Zoe Saldaña, the guest on this episode of The Hollywood Reporter’s Awards Chatter podcast, which was recorded in front of an audience at the SCAD Savannah Film Festival, has been a screen actress for 25 years. She has been described as “the queen of the film franchise,” having starred in installments of the Avatar, Avengers, Guardians and Star Trek series. (She’s the only person ever to have been part of four films that grossed more than $2 billion.) But this year, with her performance as an attorney recruited to help a cartel leader with a top-secret mission in Jacques Audiard’s unconventional musical Emilia Pérez, she has reminded people that she’s also much more.
Those who have already seen Emilia Pérez have gone wild for it. It received an 11-minute standing ovation following its world premiere at May’s Cannes Film Festival, where the festival’s jury awarded Saldaña and her principal co-stars — Karla Sofía Gascón, Selena Gomez and Adriana Paz — the best actress prize. And the film and its stars have been garnering acclaim and accolades ever since. Soon, everyone will have the opportunity to see the film: it debuted in select U.S. and Canadian theaters on Nov. 1 en route to a Nov. 13 debut on Netflix in the U.S., Canada and the U.K.
In the meantime, though, Saldaña has been reflecting on her roller coaster of a journey to this point. As she discusses during this episode, her father was killed in a car crash when she was just nine years old, leading her mother to send her and her sister to live with relatives in the Dominican Republic. There, she fell in love with dance, which led to acting — she sang in local music theater productions and danced in her first film, 2000’s Center Stage. But she wasn’t called upon to sing or dance again until Emilia Pérez. (It’s also the first film in which she has had the opportunity to act in her native language, Spanish.)
In the intervening years, as she describes it, she nearly quit the biz (after a bad experience on 2003’s Pirates of the Caribbean: The Curse of the Black Pearl), had her faith in it restored (by Steven Spielberg on the set of 2004’s The Terminal) and then, quite by accident, stumbled into “space” thanks to James Cameron, J.J. Abrams and Kevin Feige. In-between her big studio, VFX-heavy projects, she has often returned to smaller-scale art house ventures — among them 2011’s Colombiana, 2013’s Out of the Furnace and 2014’s Infinitely Polar Bear.
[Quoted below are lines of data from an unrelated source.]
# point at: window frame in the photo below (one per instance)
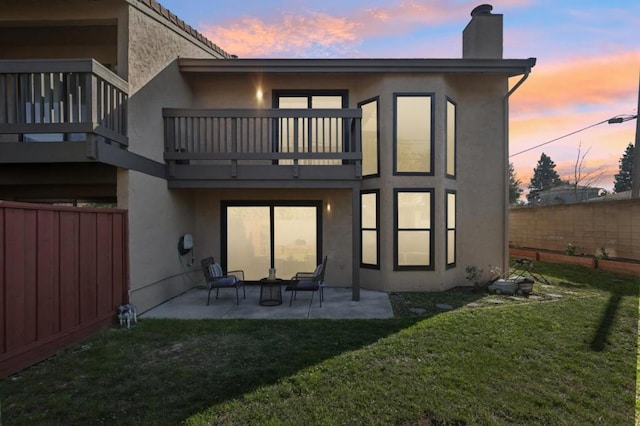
(272, 204)
(396, 230)
(376, 229)
(375, 99)
(431, 96)
(450, 265)
(447, 152)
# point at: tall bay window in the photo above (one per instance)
(451, 228)
(413, 219)
(413, 134)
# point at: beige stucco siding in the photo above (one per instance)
(157, 219)
(157, 215)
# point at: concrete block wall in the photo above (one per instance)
(612, 225)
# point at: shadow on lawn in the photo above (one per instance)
(618, 292)
(163, 371)
(619, 287)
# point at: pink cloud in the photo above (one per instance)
(595, 80)
(252, 37)
(322, 34)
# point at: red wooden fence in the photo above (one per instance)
(63, 272)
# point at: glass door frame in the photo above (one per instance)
(272, 204)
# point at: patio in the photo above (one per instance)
(337, 304)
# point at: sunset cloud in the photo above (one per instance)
(602, 80)
(319, 34)
(295, 35)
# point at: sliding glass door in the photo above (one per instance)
(260, 236)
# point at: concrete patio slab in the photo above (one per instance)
(337, 304)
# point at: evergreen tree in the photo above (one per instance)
(622, 180)
(514, 186)
(544, 177)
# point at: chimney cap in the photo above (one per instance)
(483, 9)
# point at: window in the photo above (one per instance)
(370, 133)
(310, 134)
(413, 134)
(412, 222)
(257, 236)
(369, 234)
(451, 228)
(451, 139)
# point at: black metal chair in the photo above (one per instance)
(216, 279)
(309, 281)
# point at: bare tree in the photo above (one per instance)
(582, 179)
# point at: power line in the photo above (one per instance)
(613, 120)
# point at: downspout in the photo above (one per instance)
(505, 232)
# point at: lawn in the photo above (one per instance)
(566, 355)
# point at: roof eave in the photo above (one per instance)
(510, 67)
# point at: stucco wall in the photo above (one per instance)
(157, 215)
(157, 219)
(614, 225)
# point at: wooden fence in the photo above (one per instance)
(63, 272)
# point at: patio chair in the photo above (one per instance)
(309, 281)
(215, 279)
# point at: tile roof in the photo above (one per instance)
(166, 14)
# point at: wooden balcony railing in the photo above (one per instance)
(234, 140)
(62, 97)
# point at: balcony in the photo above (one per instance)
(63, 101)
(264, 147)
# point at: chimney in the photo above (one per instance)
(482, 38)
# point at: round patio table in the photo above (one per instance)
(271, 292)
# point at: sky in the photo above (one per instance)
(587, 70)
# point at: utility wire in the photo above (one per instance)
(558, 138)
(612, 120)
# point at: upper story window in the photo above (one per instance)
(450, 153)
(370, 136)
(413, 133)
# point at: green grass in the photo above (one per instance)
(568, 355)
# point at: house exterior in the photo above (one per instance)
(396, 169)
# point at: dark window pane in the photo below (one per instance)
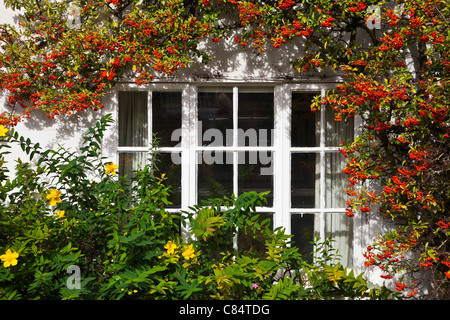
(215, 175)
(130, 162)
(337, 131)
(254, 243)
(304, 122)
(133, 123)
(339, 228)
(255, 173)
(215, 115)
(166, 113)
(335, 181)
(302, 230)
(256, 115)
(170, 164)
(303, 180)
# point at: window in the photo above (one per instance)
(224, 139)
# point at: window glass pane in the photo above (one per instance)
(337, 131)
(305, 124)
(255, 173)
(215, 115)
(304, 189)
(304, 228)
(133, 130)
(255, 118)
(170, 164)
(166, 114)
(256, 243)
(131, 161)
(340, 228)
(335, 180)
(215, 174)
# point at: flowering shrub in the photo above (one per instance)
(69, 213)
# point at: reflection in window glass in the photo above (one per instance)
(166, 114)
(256, 116)
(215, 178)
(254, 173)
(215, 113)
(304, 122)
(303, 232)
(303, 180)
(133, 122)
(337, 131)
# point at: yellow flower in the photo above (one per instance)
(188, 253)
(111, 168)
(60, 214)
(9, 258)
(170, 246)
(54, 197)
(3, 131)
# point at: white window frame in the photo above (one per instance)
(281, 145)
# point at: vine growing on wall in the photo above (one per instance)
(393, 57)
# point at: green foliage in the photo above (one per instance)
(70, 211)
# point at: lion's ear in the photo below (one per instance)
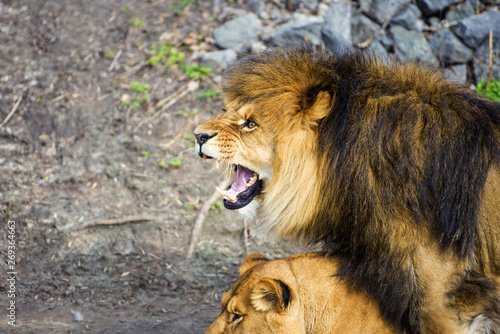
(315, 104)
(270, 294)
(251, 260)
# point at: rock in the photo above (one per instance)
(410, 18)
(482, 59)
(463, 10)
(299, 31)
(382, 10)
(448, 48)
(435, 7)
(336, 29)
(312, 5)
(412, 45)
(238, 33)
(362, 29)
(230, 13)
(218, 59)
(457, 73)
(473, 30)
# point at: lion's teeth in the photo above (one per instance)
(221, 192)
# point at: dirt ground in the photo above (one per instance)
(74, 152)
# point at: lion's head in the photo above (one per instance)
(295, 295)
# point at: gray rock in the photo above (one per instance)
(378, 50)
(457, 73)
(473, 30)
(336, 30)
(435, 7)
(411, 45)
(218, 59)
(312, 5)
(464, 10)
(238, 33)
(382, 10)
(299, 31)
(448, 48)
(410, 18)
(482, 59)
But it is Emilia Pérez that has reminded others — and Saldaña herself — of the extent of her talent and range.
In just a few months, she will almost certainly find herself an Oscar nominee for the first time, in the category of best supporting actress, for Emilia Pérez. One of the tunes that she performs in the film, “El Mal,” is, in the category of best original song, also a frontrunner, and Saldaña, upon being asked, confirms that she would be willing to perform it on the Oscars telecast if it is nominated and she is invited to do so. It’s all new and exciting territory for someone who has been around for a long time, if never fully seen and appreciated … until now.